Department of Physics, University of Cagliari, Cittadella Universitaria, I-09042 Monserrato, Cagliari, Italy.
J Chem Inf Model. 2024 Apr 8;64(7):2681-2694. doi: 10.1021/acs.jcim.3c00999. Epub 2024 Feb 22.
Despite recent advances in computational protein science, the dynamic behavior of proteins, which directly governs their biological activity, cannot be gleaned from sequence information alone. To overcome this challenge, we propose a framework that integrates the peptide sequence, protein structure, and protein dynamics descriptors into machine learning algorithms to enhance their predictive capabilities and achieve improved prediction of the protein variant function.
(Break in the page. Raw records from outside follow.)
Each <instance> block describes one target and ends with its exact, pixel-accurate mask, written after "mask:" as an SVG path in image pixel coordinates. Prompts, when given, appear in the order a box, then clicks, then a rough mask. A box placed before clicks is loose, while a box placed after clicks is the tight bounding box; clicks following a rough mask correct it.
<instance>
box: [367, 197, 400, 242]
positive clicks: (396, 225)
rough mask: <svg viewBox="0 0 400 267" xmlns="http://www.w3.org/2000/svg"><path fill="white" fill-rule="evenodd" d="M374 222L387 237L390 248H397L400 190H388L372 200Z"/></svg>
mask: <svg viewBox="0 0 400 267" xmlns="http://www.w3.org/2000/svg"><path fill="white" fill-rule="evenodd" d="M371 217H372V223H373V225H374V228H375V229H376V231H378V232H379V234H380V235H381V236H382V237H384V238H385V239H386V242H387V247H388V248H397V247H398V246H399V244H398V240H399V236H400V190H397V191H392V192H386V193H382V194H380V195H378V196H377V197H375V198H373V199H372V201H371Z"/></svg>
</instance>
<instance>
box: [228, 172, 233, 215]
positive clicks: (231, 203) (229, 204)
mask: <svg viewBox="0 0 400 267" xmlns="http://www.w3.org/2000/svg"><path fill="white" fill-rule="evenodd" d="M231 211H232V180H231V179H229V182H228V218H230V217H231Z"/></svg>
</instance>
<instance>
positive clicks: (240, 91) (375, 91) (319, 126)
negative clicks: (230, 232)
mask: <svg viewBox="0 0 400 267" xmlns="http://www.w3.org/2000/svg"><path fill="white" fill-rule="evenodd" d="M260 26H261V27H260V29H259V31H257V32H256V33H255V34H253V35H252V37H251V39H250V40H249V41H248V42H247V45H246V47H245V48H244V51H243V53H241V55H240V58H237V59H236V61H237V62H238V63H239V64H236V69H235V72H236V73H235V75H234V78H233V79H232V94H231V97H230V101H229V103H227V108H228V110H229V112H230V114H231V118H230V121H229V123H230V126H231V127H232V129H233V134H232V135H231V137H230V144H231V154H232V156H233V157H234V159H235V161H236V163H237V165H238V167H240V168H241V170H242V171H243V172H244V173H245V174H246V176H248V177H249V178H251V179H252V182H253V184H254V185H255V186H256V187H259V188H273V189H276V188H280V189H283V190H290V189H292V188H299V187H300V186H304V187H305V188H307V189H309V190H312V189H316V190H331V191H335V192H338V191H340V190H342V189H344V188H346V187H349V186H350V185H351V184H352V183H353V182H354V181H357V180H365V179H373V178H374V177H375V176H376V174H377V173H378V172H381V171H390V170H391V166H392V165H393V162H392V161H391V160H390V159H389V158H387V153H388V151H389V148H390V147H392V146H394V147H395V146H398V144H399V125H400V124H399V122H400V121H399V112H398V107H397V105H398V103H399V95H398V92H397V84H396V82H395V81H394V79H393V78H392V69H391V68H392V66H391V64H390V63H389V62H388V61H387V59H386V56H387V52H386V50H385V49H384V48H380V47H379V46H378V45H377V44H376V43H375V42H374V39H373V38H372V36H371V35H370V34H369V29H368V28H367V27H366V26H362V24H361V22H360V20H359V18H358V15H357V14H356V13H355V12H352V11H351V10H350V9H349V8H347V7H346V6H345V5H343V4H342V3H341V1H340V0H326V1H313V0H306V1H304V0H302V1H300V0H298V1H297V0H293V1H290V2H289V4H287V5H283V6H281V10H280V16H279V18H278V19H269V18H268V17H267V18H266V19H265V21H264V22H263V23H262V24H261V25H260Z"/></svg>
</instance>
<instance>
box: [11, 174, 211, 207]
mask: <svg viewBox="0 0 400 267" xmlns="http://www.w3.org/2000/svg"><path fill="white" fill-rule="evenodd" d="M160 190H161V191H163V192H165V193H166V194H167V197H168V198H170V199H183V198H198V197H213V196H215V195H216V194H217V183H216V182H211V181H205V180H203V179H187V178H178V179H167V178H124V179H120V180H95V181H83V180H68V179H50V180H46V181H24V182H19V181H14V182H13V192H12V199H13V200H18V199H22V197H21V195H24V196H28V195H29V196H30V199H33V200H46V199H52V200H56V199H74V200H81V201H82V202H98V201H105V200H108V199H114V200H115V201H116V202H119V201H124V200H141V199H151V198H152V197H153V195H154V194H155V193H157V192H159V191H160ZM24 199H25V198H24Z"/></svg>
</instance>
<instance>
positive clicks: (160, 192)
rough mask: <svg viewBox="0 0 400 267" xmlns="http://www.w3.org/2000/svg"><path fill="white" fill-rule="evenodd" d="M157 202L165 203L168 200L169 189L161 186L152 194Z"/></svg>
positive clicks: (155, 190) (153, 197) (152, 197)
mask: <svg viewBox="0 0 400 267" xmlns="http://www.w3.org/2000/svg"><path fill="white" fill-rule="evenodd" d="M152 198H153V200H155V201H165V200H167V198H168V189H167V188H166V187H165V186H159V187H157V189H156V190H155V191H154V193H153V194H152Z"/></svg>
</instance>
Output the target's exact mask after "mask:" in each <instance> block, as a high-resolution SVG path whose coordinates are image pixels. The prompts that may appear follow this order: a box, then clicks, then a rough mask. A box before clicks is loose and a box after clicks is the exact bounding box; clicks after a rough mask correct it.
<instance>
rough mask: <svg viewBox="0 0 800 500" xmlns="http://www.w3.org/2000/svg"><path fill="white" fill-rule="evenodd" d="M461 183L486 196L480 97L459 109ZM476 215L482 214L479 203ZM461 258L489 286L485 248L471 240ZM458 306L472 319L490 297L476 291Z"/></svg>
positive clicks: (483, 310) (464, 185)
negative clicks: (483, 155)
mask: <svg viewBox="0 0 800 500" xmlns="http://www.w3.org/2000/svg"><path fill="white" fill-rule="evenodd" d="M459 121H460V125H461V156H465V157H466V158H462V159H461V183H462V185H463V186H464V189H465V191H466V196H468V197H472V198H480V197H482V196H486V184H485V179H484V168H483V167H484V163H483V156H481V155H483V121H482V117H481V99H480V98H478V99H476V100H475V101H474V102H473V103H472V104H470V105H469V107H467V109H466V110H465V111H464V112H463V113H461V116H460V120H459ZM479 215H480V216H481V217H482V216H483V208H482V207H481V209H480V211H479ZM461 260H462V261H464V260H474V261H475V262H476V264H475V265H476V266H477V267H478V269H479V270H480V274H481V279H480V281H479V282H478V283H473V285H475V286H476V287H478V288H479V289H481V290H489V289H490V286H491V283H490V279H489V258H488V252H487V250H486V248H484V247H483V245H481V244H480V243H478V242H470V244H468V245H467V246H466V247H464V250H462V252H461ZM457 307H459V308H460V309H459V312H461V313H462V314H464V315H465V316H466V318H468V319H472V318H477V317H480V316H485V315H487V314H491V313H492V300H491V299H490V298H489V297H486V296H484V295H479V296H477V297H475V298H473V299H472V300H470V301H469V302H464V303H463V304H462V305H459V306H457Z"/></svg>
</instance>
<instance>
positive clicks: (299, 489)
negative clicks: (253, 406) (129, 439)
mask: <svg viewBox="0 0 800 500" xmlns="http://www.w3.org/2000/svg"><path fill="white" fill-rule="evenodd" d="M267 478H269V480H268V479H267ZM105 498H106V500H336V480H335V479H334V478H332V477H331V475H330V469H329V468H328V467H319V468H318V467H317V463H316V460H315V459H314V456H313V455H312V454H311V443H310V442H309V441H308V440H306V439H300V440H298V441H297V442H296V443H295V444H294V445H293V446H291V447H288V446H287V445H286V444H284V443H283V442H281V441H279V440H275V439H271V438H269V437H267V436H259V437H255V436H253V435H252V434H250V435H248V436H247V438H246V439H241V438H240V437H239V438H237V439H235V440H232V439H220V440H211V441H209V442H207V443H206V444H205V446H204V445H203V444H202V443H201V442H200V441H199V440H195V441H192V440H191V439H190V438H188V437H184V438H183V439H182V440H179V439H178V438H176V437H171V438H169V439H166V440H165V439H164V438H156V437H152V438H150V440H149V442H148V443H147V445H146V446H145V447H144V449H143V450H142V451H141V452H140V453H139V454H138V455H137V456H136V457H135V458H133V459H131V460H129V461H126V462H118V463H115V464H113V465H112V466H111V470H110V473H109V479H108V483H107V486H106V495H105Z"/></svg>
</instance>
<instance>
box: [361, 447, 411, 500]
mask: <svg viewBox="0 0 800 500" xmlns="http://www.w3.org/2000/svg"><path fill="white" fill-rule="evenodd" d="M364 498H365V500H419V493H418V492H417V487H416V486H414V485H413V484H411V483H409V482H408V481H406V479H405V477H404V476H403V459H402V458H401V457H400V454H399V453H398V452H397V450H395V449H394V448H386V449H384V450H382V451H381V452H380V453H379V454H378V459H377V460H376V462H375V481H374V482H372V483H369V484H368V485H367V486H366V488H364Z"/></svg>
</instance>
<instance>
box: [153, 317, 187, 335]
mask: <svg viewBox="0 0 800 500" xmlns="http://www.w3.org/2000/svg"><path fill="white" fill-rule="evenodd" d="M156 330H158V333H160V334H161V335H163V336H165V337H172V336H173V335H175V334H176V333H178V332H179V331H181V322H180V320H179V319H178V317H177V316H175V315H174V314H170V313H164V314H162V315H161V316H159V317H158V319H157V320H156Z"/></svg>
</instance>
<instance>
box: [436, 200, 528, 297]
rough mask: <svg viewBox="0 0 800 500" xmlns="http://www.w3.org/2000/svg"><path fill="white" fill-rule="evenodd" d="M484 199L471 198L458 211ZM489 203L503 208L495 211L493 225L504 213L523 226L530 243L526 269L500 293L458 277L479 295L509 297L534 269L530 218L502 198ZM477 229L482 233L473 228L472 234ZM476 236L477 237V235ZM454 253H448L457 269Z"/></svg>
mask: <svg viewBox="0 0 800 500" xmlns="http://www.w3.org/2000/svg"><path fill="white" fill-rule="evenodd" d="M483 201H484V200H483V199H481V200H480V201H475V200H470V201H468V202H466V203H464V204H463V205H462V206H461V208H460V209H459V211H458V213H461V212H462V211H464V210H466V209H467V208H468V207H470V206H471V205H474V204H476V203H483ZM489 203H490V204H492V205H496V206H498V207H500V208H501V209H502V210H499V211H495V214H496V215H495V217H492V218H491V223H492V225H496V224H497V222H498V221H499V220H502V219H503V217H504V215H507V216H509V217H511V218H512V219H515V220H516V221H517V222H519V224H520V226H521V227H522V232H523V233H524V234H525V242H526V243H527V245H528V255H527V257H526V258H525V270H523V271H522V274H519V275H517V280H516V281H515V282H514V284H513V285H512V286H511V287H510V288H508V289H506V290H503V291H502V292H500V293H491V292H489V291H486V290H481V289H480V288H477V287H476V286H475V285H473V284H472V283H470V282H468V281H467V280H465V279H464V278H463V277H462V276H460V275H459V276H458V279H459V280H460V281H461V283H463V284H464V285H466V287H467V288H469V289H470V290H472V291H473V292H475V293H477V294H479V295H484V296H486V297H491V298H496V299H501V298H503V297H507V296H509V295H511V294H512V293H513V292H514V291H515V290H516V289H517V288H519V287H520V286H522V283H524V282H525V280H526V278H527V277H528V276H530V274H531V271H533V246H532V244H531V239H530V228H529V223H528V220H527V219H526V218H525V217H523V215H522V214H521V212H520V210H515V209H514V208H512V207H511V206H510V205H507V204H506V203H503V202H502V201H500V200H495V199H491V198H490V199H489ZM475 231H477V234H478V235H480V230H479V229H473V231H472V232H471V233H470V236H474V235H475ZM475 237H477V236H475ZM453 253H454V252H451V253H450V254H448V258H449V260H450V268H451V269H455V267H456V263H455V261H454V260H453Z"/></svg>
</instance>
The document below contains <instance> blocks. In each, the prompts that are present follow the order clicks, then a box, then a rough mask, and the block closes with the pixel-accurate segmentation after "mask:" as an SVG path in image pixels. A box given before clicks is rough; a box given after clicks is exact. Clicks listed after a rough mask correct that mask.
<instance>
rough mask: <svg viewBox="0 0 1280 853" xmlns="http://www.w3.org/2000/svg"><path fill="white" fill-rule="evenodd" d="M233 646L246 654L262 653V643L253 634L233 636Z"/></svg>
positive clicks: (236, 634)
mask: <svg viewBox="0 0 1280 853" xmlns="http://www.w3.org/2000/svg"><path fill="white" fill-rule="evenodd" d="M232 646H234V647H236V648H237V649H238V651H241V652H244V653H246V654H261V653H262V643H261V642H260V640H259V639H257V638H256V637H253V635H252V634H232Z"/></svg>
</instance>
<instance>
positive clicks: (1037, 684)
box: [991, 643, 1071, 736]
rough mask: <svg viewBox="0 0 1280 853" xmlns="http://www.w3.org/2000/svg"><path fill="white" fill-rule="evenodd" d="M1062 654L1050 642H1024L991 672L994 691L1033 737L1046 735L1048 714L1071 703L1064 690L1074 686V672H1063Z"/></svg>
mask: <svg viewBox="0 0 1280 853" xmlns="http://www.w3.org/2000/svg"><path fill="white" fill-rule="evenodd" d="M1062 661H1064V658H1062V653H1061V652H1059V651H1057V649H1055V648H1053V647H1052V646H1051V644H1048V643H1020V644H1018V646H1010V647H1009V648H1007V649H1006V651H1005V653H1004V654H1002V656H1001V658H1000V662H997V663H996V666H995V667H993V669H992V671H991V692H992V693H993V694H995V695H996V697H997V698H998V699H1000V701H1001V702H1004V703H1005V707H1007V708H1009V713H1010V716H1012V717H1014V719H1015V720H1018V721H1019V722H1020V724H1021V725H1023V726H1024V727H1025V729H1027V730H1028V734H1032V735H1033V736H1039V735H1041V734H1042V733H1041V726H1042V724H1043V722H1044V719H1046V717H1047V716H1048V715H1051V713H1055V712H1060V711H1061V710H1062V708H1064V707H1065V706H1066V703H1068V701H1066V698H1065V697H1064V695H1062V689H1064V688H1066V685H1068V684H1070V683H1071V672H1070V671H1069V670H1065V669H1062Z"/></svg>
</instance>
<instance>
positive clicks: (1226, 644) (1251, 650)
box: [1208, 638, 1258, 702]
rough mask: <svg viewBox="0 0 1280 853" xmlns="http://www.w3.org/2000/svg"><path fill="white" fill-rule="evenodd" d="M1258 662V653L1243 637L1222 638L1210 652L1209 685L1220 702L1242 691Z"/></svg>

The resulting machine learning pipeline integrates traditional sequence and structure information with molecular dynamics simulation data to predict the effects of multiple point mutations on the fold improvement of the activity of bovine enterokinase variants. This study highlights how the combination of structural and dynamic data can provide predictive insights into protein functionality and address protein engineering challenges in industrial contexts.
尽管计算蛋白质科学最近取得了进展,但蛋白质的动态行为直接决定了它们的生物活性,仅凭序列信息无法获取。为了克服这一挑战,我们提出了一个框架,将肽序列、蛋白质结构和蛋白质动力学描述符集成到机器学习算法中,以提高它们的预测能力,并实现对蛋白质变体功能的改进预测。由此产生的机器学习管道将传统的序列和结构信息与分子动力学模拟数据相结合,以预测多个点突变对牛肠激酶变体活性折叠改善的影响。这项研究强调了结构和动态数据的结合如何为蛋白质功能提供预测性见解,并解决工业环境中蛋白质工程的挑战。